Ikea Norway came one step closer a juicy tax backlash after losing also in the Court of Appeal.
The Court of Appeal agreed with the Norwegian tax authorities that the way Ikea sold properties to themselves in 2007 was “unreasonable and unnatural.”
In 2007 the Norwegian department stores were separated from Ikea Handel og Eiendom as seven separate companies that were transferred to a newly established Norwegian holding company, owned by an Ikea company in the Netherlands. But a few months later Ikea Handel og Eiendom bought the properties back for 2.1 billion NOK and financed the entire purchase by borrowing from Ikea Group’s internal bank in Belgium.
Then Ikea Handel og Eiendom demanded interest deduction for the internal loan of almost 440 million from 2008 to 2012.
Last week, Ikea was in focus at the European Commission as one of several multinational companies to be investigated for aggressive tax planning.
”This case concerns central topics within corporate structures and taxation where both we and the international community is concerned.
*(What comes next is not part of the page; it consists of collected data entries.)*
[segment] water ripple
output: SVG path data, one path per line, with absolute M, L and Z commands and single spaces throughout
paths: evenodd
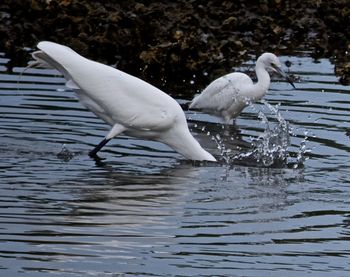
M 349 275 L 350 89 L 326 59 L 287 59 L 297 89 L 273 77 L 267 103 L 247 108 L 236 126 L 186 114 L 218 155 L 249 153 L 285 126 L 270 150 L 288 162 L 305 153 L 297 169 L 256 159 L 194 164 L 127 136 L 95 161 L 87 153 L 108 126 L 56 71 L 9 74 L 2 55 L 1 275 Z

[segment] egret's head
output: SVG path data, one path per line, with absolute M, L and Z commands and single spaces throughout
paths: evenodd
M 264 53 L 259 57 L 258 62 L 262 63 L 267 70 L 272 70 L 280 74 L 293 86 L 293 88 L 295 88 L 292 79 L 283 71 L 281 62 L 276 55 L 272 53 Z

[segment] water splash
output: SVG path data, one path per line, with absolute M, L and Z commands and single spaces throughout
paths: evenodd
M 269 120 L 262 110 L 253 107 L 258 114 L 258 118 L 265 125 L 265 130 L 257 138 L 251 139 L 249 149 L 233 154 L 230 149 L 227 149 L 220 136 L 213 136 L 213 140 L 220 150 L 221 160 L 229 165 L 239 163 L 263 167 L 284 167 L 292 164 L 293 168 L 301 167 L 307 160 L 305 154 L 309 152 L 306 147 L 307 134 L 300 143 L 296 160 L 291 162 L 288 148 L 292 132 L 289 123 L 281 115 L 279 105 L 272 106 L 264 100 L 262 100 L 262 103 L 273 114 L 273 118 Z
M 231 150 L 226 148 L 225 143 L 223 142 L 221 136 L 219 134 L 216 134 L 215 136 L 212 136 L 212 140 L 215 141 L 217 144 L 217 148 L 220 151 L 220 157 L 221 159 L 226 163 L 230 163 L 230 153 Z
M 305 161 L 307 161 L 309 159 L 309 157 L 307 156 L 307 153 L 311 152 L 311 150 L 306 147 L 306 142 L 307 142 L 308 138 L 309 138 L 309 132 L 305 131 L 304 138 L 300 142 L 299 151 L 297 153 L 296 161 L 293 164 L 293 168 L 295 168 L 295 169 L 303 167 Z
M 275 126 L 262 111 L 259 111 L 258 117 L 266 126 L 264 133 L 251 141 L 252 149 L 233 156 L 232 162 L 250 161 L 265 167 L 283 166 L 287 163 L 290 145 L 289 124 L 280 114 L 278 106 L 274 107 L 266 101 L 263 103 L 275 115 Z

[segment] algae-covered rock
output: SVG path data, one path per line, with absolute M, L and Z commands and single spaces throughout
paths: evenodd
M 349 15 L 348 0 L 2 0 L 0 47 L 23 65 L 52 40 L 144 79 L 207 82 L 264 51 L 345 53 Z M 348 63 L 332 60 L 345 83 Z

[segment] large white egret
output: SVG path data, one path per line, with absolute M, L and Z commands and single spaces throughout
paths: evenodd
M 90 156 L 95 157 L 109 140 L 124 133 L 165 143 L 191 160 L 216 161 L 191 135 L 180 105 L 163 91 L 69 47 L 48 41 L 37 47 L 29 66 L 57 69 L 80 102 L 112 126 Z
M 195 96 L 189 108 L 220 116 L 229 123 L 250 103 L 264 97 L 270 86 L 267 70 L 279 73 L 294 87 L 289 76 L 282 70 L 279 59 L 272 53 L 264 53 L 258 58 L 255 66 L 257 83 L 254 84 L 248 75 L 241 72 L 224 75 Z

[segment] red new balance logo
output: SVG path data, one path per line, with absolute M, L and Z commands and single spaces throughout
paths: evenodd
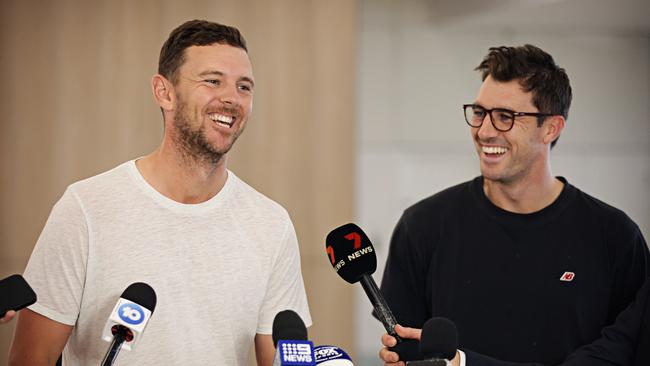
M 575 276 L 576 274 L 573 272 L 564 272 L 562 277 L 560 277 L 560 281 L 571 282 Z

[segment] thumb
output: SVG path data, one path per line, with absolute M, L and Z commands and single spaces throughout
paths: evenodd
M 418 341 L 420 340 L 420 336 L 422 335 L 421 329 L 403 327 L 399 324 L 395 326 L 395 332 L 397 332 L 397 334 L 402 338 L 416 339 Z

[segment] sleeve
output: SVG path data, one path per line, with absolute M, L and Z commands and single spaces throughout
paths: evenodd
M 37 294 L 29 309 L 74 325 L 79 315 L 88 258 L 88 229 L 81 205 L 69 187 L 54 205 L 25 268 Z
M 393 231 L 381 292 L 397 322 L 422 328 L 430 318 L 426 301 L 426 259 L 415 247 L 405 212 Z
M 407 212 L 405 212 L 393 231 L 386 267 L 381 280 L 381 292 L 388 307 L 400 325 L 422 328 L 431 314 L 426 301 L 426 268 L 428 259 L 409 233 Z M 373 316 L 376 314 L 373 312 Z M 401 360 L 411 361 L 419 358 L 419 342 L 406 340 L 393 351 Z
M 639 351 L 647 348 L 641 340 L 643 327 L 650 322 L 650 280 L 639 290 L 635 301 L 603 329 L 601 337 L 585 345 L 559 366 L 626 366 L 632 365 Z M 465 351 L 467 366 L 541 366 L 537 363 L 515 363 L 496 360 L 475 352 Z M 645 363 L 634 363 L 645 364 Z
M 612 256 L 614 281 L 609 304 L 608 323 L 632 302 L 648 276 L 648 246 L 641 230 L 627 215 L 608 228 L 608 244 Z
M 287 309 L 298 313 L 305 326 L 311 326 L 312 320 L 300 271 L 298 239 L 288 215 L 280 249 L 275 257 L 270 276 L 259 314 L 257 333 L 271 334 L 275 315 Z
M 596 341 L 572 353 L 562 366 L 631 365 L 636 351 L 648 346 L 640 344 L 639 340 L 650 316 L 649 293 L 650 280 L 646 280 L 635 301 L 619 314 L 616 322 L 604 328 Z

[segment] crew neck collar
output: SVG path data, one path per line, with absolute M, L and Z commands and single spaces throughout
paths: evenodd
M 127 167 L 129 175 L 136 184 L 136 186 L 142 190 L 144 194 L 149 196 L 157 204 L 177 213 L 182 214 L 201 214 L 203 212 L 209 211 L 219 205 L 225 200 L 225 198 L 230 194 L 233 186 L 233 180 L 236 178 L 230 170 L 226 170 L 227 177 L 224 186 L 221 190 L 215 194 L 212 198 L 207 201 L 200 203 L 182 203 L 175 201 L 162 193 L 158 192 L 154 187 L 152 187 L 142 176 L 142 173 L 136 166 L 136 161 L 138 159 L 131 160 L 127 162 Z

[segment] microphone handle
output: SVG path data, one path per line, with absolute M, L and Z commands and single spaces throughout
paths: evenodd
M 451 363 L 445 359 L 431 359 L 421 361 L 406 361 L 406 366 L 447 366 Z
M 113 365 L 113 362 L 115 362 L 115 359 L 117 358 L 117 354 L 120 353 L 120 350 L 122 349 L 122 343 L 124 343 L 125 337 L 126 334 L 120 327 L 113 337 L 113 341 L 111 342 L 111 346 L 108 348 L 108 352 L 106 352 L 106 356 L 104 356 L 102 366 Z
M 363 290 L 366 292 L 366 295 L 370 299 L 372 307 L 375 309 L 379 320 L 384 325 L 384 329 L 386 329 L 386 332 L 388 334 L 395 337 L 395 339 L 397 339 L 397 343 L 399 344 L 402 342 L 402 338 L 400 338 L 400 336 L 397 335 L 397 332 L 395 332 L 395 325 L 397 325 L 397 320 L 395 320 L 393 313 L 390 311 L 390 308 L 386 303 L 386 299 L 384 299 L 384 296 L 379 291 L 377 283 L 375 283 L 375 280 L 369 274 L 364 274 L 361 277 L 360 282 L 361 287 L 363 287 Z

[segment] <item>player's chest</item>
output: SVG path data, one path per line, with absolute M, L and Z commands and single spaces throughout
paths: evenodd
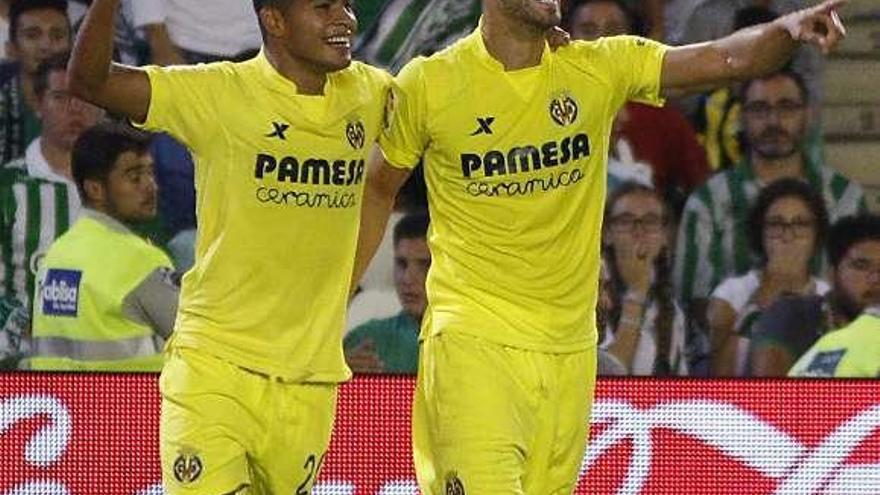
M 583 173 L 604 153 L 610 106 L 607 92 L 553 78 L 531 91 L 501 81 L 463 92 L 429 118 L 434 172 L 465 181 Z
M 607 132 L 611 101 L 600 85 L 552 73 L 531 82 L 481 78 L 447 95 L 446 101 L 431 102 L 431 143 L 456 153 L 555 147 L 561 157 L 566 151 L 565 138 L 584 135 L 593 140 Z
M 372 95 L 336 91 L 327 96 L 267 94 L 254 98 L 230 126 L 233 149 L 272 153 L 365 154 L 376 140 L 384 106 Z M 349 94 L 351 93 L 351 94 Z

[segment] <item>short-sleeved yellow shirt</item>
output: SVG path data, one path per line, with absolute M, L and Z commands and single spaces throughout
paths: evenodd
M 301 95 L 262 53 L 148 73 L 144 127 L 180 140 L 196 166 L 196 261 L 174 345 L 291 380 L 347 379 L 364 164 L 391 77 L 355 62 L 322 96 Z
M 612 120 L 660 105 L 666 47 L 636 37 L 545 49 L 505 71 L 479 29 L 403 68 L 386 159 L 424 157 L 431 210 L 423 336 L 462 332 L 514 347 L 595 345 Z

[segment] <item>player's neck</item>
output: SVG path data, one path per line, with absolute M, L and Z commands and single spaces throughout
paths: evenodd
M 541 63 L 544 33 L 500 12 L 486 11 L 481 26 L 483 43 L 505 70 L 519 70 Z
M 303 95 L 324 94 L 327 71 L 279 50 L 266 50 L 266 59 L 279 74 L 296 84 L 297 93 Z

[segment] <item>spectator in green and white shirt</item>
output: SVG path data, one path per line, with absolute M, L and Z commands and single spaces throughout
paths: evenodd
M 103 114 L 70 96 L 66 68 L 66 55 L 40 64 L 34 89 L 42 131 L 24 158 L 0 171 L 0 297 L 25 308 L 30 307 L 40 259 L 79 213 L 70 168 L 73 143 Z
M 362 0 L 355 9 L 355 55 L 392 72 L 470 34 L 480 19 L 479 0 Z
M 781 178 L 799 178 L 821 192 L 831 222 L 866 210 L 862 188 L 804 153 L 809 95 L 789 71 L 743 86 L 747 159 L 695 190 L 679 224 L 675 282 L 692 324 L 705 328 L 706 300 L 726 277 L 743 274 L 757 260 L 749 250 L 747 216 L 758 192 Z M 822 274 L 824 262 L 812 264 Z

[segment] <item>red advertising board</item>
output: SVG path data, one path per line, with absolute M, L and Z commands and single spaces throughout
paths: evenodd
M 416 494 L 413 381 L 340 393 L 322 495 Z M 0 375 L 0 495 L 160 495 L 151 375 Z M 880 382 L 600 380 L 577 493 L 878 494 Z

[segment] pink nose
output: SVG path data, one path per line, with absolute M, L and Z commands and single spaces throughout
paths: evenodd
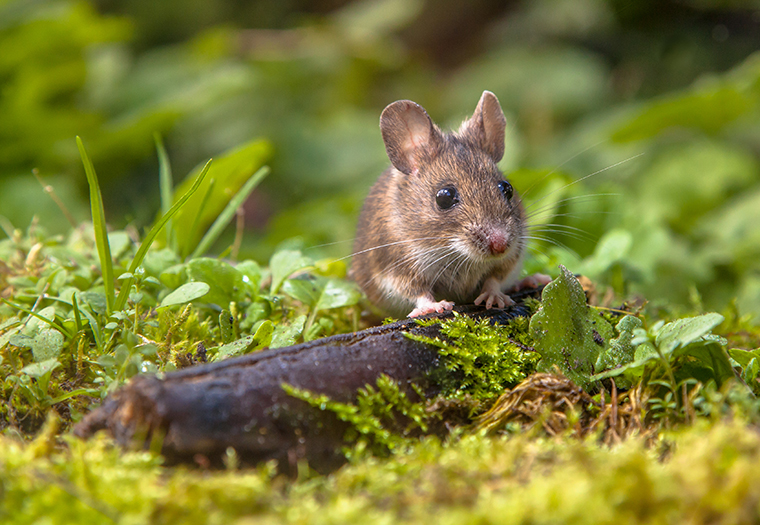
M 491 232 L 488 235 L 488 249 L 493 255 L 507 251 L 507 237 L 501 232 Z

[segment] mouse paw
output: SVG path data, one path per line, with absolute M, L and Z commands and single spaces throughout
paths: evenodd
M 475 304 L 480 304 L 484 301 L 486 308 L 489 309 L 493 306 L 506 308 L 515 304 L 510 296 L 501 291 L 501 283 L 493 277 L 486 279 L 486 282 L 483 283 L 483 289 L 475 299 Z
M 525 288 L 538 288 L 539 286 L 546 285 L 552 282 L 552 278 L 543 273 L 534 273 L 527 276 L 514 286 L 514 290 L 523 290 Z
M 409 313 L 409 317 L 419 317 L 433 312 L 442 314 L 452 308 L 454 308 L 454 303 L 451 301 L 436 301 L 432 295 L 423 295 L 417 298 L 415 308 Z
M 489 309 L 492 308 L 494 305 L 497 308 L 506 308 L 507 306 L 512 306 L 513 304 L 515 304 L 515 301 L 510 296 L 498 290 L 484 291 L 475 299 L 475 304 L 480 304 L 483 301 L 485 301 L 486 303 L 485 304 L 486 308 L 489 308 Z

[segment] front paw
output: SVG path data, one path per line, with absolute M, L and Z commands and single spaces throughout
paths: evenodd
M 436 301 L 432 296 L 423 296 L 417 299 L 416 307 L 411 311 L 409 317 L 419 317 L 434 312 L 442 314 L 452 308 L 454 308 L 454 303 L 451 301 Z
M 486 303 L 486 308 L 490 309 L 494 305 L 498 308 L 506 308 L 515 304 L 514 300 L 500 290 L 485 290 L 475 299 L 475 304 Z

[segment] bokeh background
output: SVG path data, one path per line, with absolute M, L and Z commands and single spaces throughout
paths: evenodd
M 342 257 L 385 105 L 452 127 L 489 89 L 501 166 L 555 224 L 529 270 L 758 315 L 758 50 L 760 2 L 731 0 L 0 0 L 0 235 L 71 228 L 33 169 L 88 220 L 76 135 L 109 222 L 149 226 L 159 133 L 178 184 L 264 141 L 241 257 Z

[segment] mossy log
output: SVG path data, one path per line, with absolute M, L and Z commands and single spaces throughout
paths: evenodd
M 529 314 L 521 301 L 528 295 L 517 294 L 517 304 L 505 310 L 461 306 L 457 311 L 506 322 Z M 439 325 L 403 320 L 163 376 L 138 376 L 88 414 L 74 434 L 87 438 L 106 430 L 124 446 L 160 443 L 168 463 L 218 464 L 232 447 L 245 464 L 276 459 L 287 470 L 305 458 L 327 471 L 343 461 L 346 423 L 287 395 L 281 385 L 352 402 L 360 388 L 385 374 L 406 393 L 414 395 L 414 382 L 426 396 L 435 396 L 429 375 L 440 366 L 438 352 L 405 332 L 435 337 Z

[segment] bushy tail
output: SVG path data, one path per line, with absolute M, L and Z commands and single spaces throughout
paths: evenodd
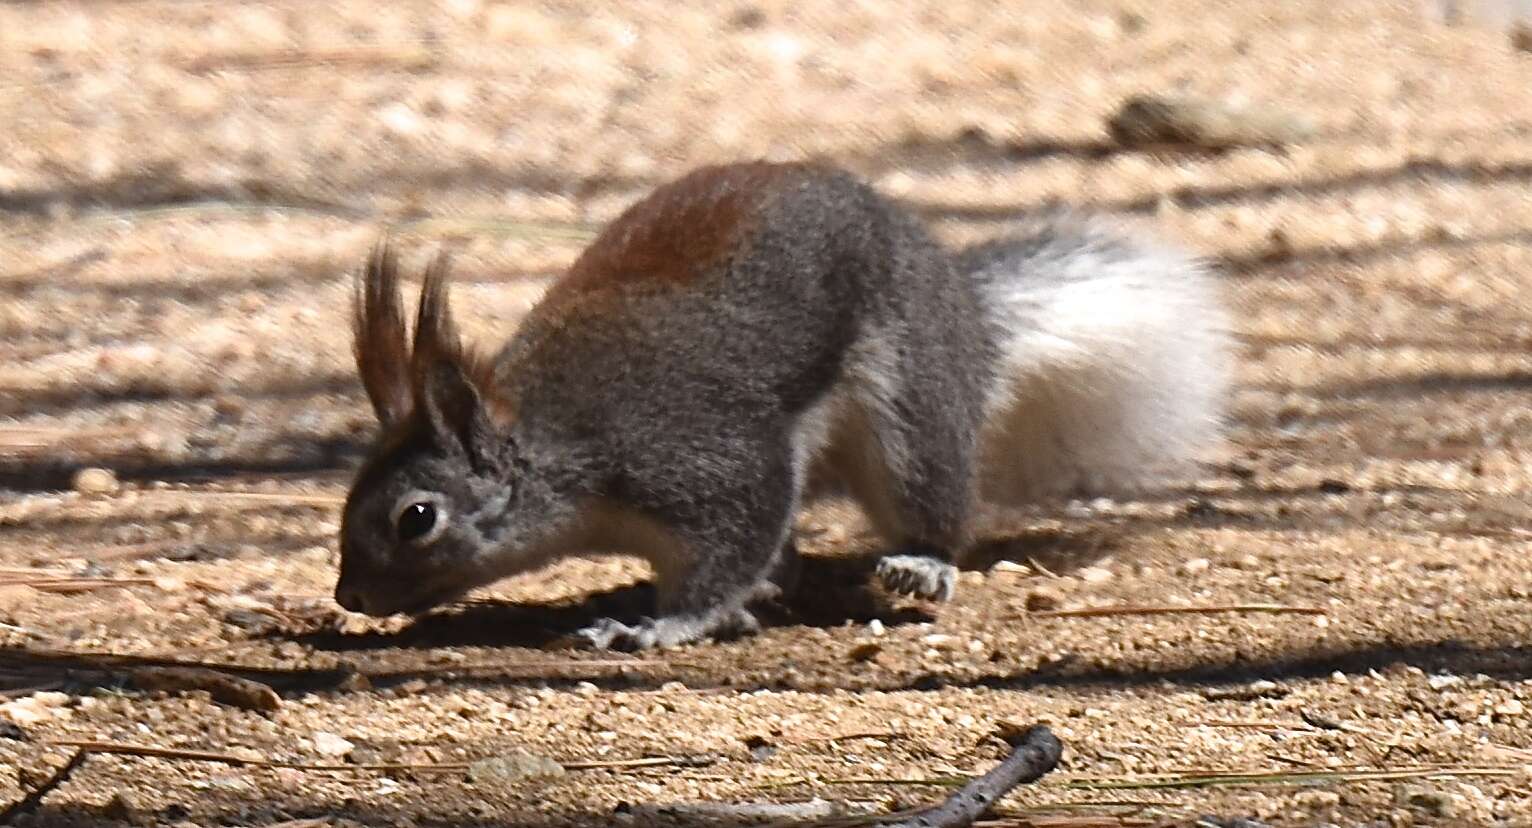
M 1070 216 L 960 255 L 1000 331 L 985 499 L 1131 492 L 1184 474 L 1216 443 L 1231 346 L 1196 261 Z

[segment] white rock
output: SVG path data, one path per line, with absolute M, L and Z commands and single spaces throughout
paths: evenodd
M 69 704 L 69 694 L 60 693 L 57 690 L 43 690 L 33 693 L 28 698 L 44 707 L 63 707 Z
M 378 119 L 396 135 L 414 135 L 425 127 L 425 120 L 403 103 L 390 104 L 378 113 Z
M 52 691 L 33 693 L 0 704 L 0 716 L 21 725 L 35 725 L 52 719 L 67 719 L 74 712 L 68 707 L 69 694 Z
M 323 730 L 316 731 L 313 738 L 314 751 L 320 756 L 345 756 L 356 747 L 350 741 Z
M 1087 584 L 1104 584 L 1112 580 L 1112 570 L 1102 566 L 1087 566 L 1080 570 L 1080 580 Z
M 117 475 L 111 469 L 80 469 L 74 474 L 74 490 L 84 495 L 105 495 L 117 491 Z
M 1212 567 L 1212 561 L 1209 561 L 1207 558 L 1192 558 L 1191 560 L 1181 564 L 1181 574 L 1199 575 L 1208 571 Z

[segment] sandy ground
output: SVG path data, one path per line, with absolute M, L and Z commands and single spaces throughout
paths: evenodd
M 1532 824 L 1532 53 L 1409 3 L 586 5 L 0 4 L 0 802 L 65 740 L 415 766 L 93 755 L 19 821 L 883 812 L 1043 720 L 1065 765 L 1007 824 Z M 1317 134 L 1115 146 L 1144 92 Z M 834 508 L 801 527 L 818 586 L 762 635 L 653 658 L 552 646 L 644 578 L 623 561 L 412 627 L 330 601 L 372 429 L 348 279 L 381 227 L 410 262 L 458 252 L 488 338 L 647 188 L 807 155 L 953 240 L 1069 203 L 1212 258 L 1229 449 L 1142 501 L 998 516 L 1010 563 L 940 610 L 861 589 L 872 541 Z M 120 488 L 72 490 L 98 466 Z M 1311 612 L 1037 612 L 1233 604 Z M 154 660 L 281 702 L 144 690 Z M 461 769 L 516 750 L 690 761 Z

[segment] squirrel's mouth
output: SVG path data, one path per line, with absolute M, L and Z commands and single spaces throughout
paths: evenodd
M 397 596 L 379 595 L 360 589 L 337 589 L 335 600 L 350 612 L 373 618 L 387 618 L 391 615 L 419 618 L 462 594 L 463 590 L 457 588 L 432 589 Z

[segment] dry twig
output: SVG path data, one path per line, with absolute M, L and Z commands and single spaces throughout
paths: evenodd
M 319 508 L 329 508 L 332 506 L 341 506 L 346 502 L 346 498 L 343 495 L 301 494 L 299 492 L 184 491 L 175 492 L 174 494 L 184 496 L 187 499 L 196 500 L 199 502 L 211 500 L 214 502 L 227 503 L 231 505 L 249 503 L 276 503 L 283 506 L 314 506 Z
M 133 440 L 143 434 L 138 426 L 105 428 L 44 428 L 39 426 L 0 427 L 0 451 L 56 451 L 61 448 L 101 448 L 102 444 Z
M 70 594 L 93 589 L 154 586 L 153 578 L 0 578 L 0 587 L 24 586 L 39 592 Z
M 213 701 L 245 710 L 271 712 L 282 705 L 277 691 L 247 678 L 206 667 L 139 667 L 130 677 L 140 690 L 168 693 L 206 691 Z
M 87 751 L 75 751 L 74 755 L 69 757 L 69 761 L 60 766 L 47 779 L 43 780 L 41 785 L 28 791 L 26 796 L 12 803 L 4 811 L 0 811 L 0 825 L 10 825 L 16 821 L 17 817 L 37 810 L 37 806 L 43 802 L 43 797 L 64 784 L 71 774 L 79 770 L 81 765 L 85 764 L 85 760 L 89 756 L 90 754 Z
M 965 828 L 984 815 L 1007 791 L 1017 785 L 1034 782 L 1059 763 L 1064 746 L 1053 731 L 1044 725 L 1007 735 L 1011 755 L 991 768 L 989 773 L 964 785 L 940 805 L 918 815 L 878 828 Z
M 335 46 L 324 49 L 265 49 L 208 52 L 181 61 L 188 72 L 206 74 L 230 69 L 306 69 L 357 66 L 370 69 L 428 69 L 440 56 L 420 43 Z

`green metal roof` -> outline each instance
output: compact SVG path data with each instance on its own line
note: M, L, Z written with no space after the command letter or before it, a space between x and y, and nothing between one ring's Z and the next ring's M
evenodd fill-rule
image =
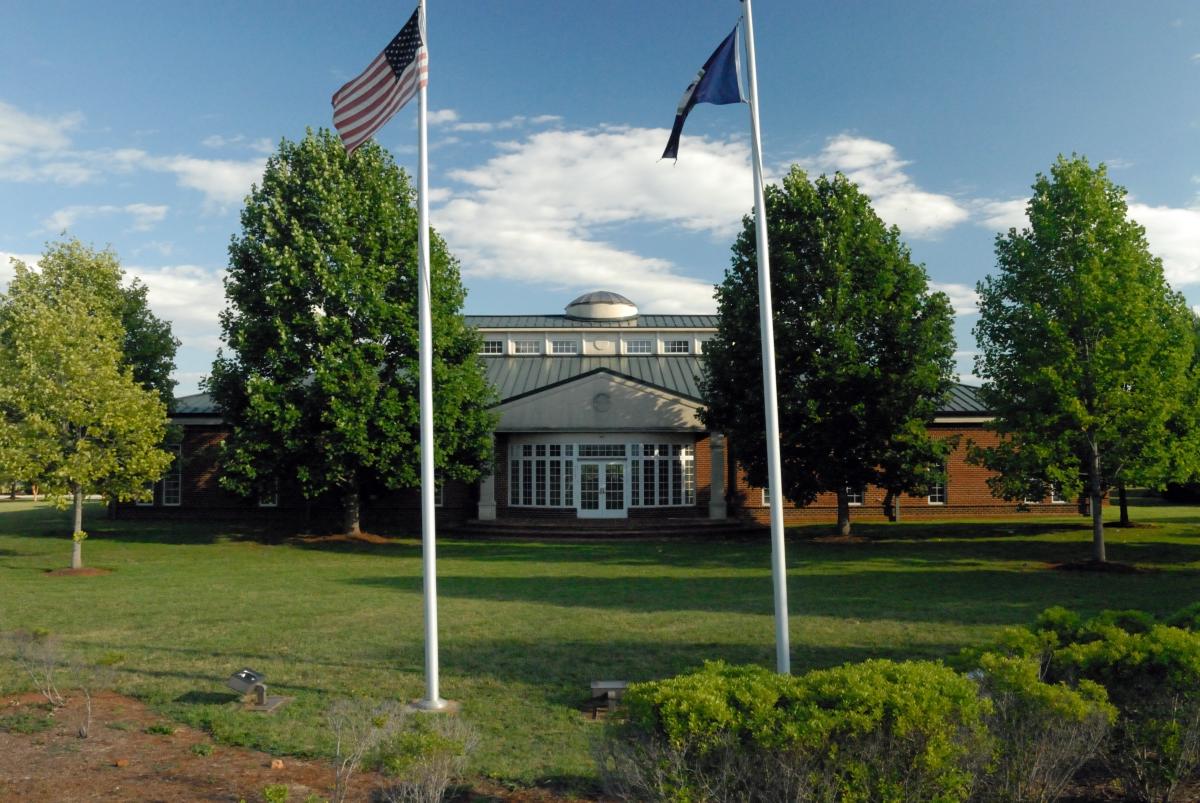
M620 321L576 320L566 315L467 315L476 329L716 329L716 315L639 315Z
M564 382L595 373L628 377L635 382L665 390L694 401L703 401L697 378L700 358L673 357L485 357L488 381L502 402L528 396ZM987 415L979 398L979 388L955 384L942 404L939 415ZM177 416L213 416L221 411L207 393L193 393L175 399Z
M700 401L700 358L696 356L485 357L483 365L502 402L600 372Z
M979 388L958 383L950 386L950 393L942 402L942 408L938 412L945 415L989 415L991 413L983 405L983 400L979 398Z

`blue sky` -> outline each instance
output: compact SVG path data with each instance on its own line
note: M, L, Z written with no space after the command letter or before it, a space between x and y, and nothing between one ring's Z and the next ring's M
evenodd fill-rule
M686 8L682 14L680 9ZM241 200L407 3L38 2L0 24L0 285L66 231L111 245L183 340L195 391L219 345ZM594 289L710 312L751 206L745 107L683 88L736 0L429 0L431 222L469 313L559 312ZM1172 285L1200 304L1200 4L1117 0L754 5L764 159L842 170L900 226L960 315L1059 153L1109 165ZM378 135L416 165L416 104Z

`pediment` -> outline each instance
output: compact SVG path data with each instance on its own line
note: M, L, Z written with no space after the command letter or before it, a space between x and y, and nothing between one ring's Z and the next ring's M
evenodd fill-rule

Therefore, this kind of clarifications are major, says tax director Hans Christian Holte to Dagens Naeringsliv.
Communications Director Jan Christian Thommesen says Ikea has not yet decided whether the judgment should be appealed to the Norwegian Supreme Court.
Tax authorities denied the deduction in 2013 which now both the district court and the appellate court has not agreed to Ikea’s objections that the reorganization had taken place on commercial terms and that the Norwegian tax authorities tries to use a legal basis to restrict interest deductibility that did not come into place until 2014.
The Court of Appeal states that “an independent party would not undertake a similar reorganization from direct to indirect ownership by paying 2.1 billion NOK for something the company already owned, and in addition take out loans with significant interest coststo finance the purchase price”.
It also concludes that there is such a close connection between all the links in the process of reorganization that the whole transaction chain must be judged together in the assessment.